Menurut dia, pemerintah perlu meninjau kembali proyeksi permintaan dan pasokan energi nasional ke depan yang sudah digariskan dalam Kebijakan Energi Nasional. Dinamika itu muncul dari upaya yang didorong pemerintah melalui kendaraan listrik dan industri baterai, PLTS yang akan mempengaruhi pasokan dan permintaan energi ke depannya.
Di samping itu, pemerintah perlu merevisi perpres Presiden terkait dengan status proyek kilang sebagai PSN apabila memang direstui.
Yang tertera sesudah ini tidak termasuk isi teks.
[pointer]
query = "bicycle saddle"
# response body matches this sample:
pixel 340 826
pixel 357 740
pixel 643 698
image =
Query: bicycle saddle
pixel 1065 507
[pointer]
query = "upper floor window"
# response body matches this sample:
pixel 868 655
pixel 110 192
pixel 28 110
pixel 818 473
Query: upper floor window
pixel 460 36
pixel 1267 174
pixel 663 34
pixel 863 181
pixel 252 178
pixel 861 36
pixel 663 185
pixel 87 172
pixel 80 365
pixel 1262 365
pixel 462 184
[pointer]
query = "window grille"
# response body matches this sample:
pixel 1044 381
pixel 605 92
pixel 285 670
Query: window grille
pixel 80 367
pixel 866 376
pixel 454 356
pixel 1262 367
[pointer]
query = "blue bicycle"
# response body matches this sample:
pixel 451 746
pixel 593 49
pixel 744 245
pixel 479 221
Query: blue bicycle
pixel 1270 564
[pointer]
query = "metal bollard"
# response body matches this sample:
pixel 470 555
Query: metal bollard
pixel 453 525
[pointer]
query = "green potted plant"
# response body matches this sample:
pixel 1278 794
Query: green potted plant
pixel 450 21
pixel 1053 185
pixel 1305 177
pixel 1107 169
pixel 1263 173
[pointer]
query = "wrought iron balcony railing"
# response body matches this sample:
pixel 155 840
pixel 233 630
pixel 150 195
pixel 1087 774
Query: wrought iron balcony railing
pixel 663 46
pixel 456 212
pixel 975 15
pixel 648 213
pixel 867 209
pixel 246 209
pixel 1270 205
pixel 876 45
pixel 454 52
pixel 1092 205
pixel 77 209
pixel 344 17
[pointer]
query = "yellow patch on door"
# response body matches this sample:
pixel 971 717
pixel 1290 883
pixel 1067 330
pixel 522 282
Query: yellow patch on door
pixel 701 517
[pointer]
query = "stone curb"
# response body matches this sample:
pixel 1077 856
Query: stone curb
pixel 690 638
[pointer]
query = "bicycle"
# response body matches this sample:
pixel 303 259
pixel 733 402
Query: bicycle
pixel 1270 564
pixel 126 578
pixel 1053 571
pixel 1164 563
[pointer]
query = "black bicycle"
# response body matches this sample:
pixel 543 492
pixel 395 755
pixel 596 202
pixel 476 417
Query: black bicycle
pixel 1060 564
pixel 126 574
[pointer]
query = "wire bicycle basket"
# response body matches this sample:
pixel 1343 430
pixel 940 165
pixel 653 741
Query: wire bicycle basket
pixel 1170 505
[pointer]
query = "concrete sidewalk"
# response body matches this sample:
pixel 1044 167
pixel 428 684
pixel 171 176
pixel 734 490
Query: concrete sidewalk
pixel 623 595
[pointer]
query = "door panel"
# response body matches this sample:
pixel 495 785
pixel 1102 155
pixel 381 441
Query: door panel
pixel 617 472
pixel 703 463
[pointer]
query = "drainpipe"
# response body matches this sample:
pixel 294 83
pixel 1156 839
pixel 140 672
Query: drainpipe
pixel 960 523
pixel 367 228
"Iya [direvisi]. Kalau disetujui pemerintah untuk diubah ya, berarti seperti itu konsekuensinya. Termasuk juga dokumen KEN," ungkapnya.
Pengamat ekonomi energi Universitas Gadjah Mada Fahmy Radhi berpendapat bahwa untuk mencapai 2 juta barel per hari tidak mungkin hanya menggunakan kilang yang ada, yang mayoritas sudah tua.
Mau tidak mau, Pertamina harus membangun kilang baru. Namun, hingga sekarang belum ada kepastian Pertamina mampu membangun kilang baru.
"Kalau Pertamina gagal mencapai 2 juta barel per hari, impor BBM semakin membengkak hingga target mengurangi impor BBM pada 2030 tidak akan pernah tercapai," katanya kepada Bisnis, Selasa (8/6/2021).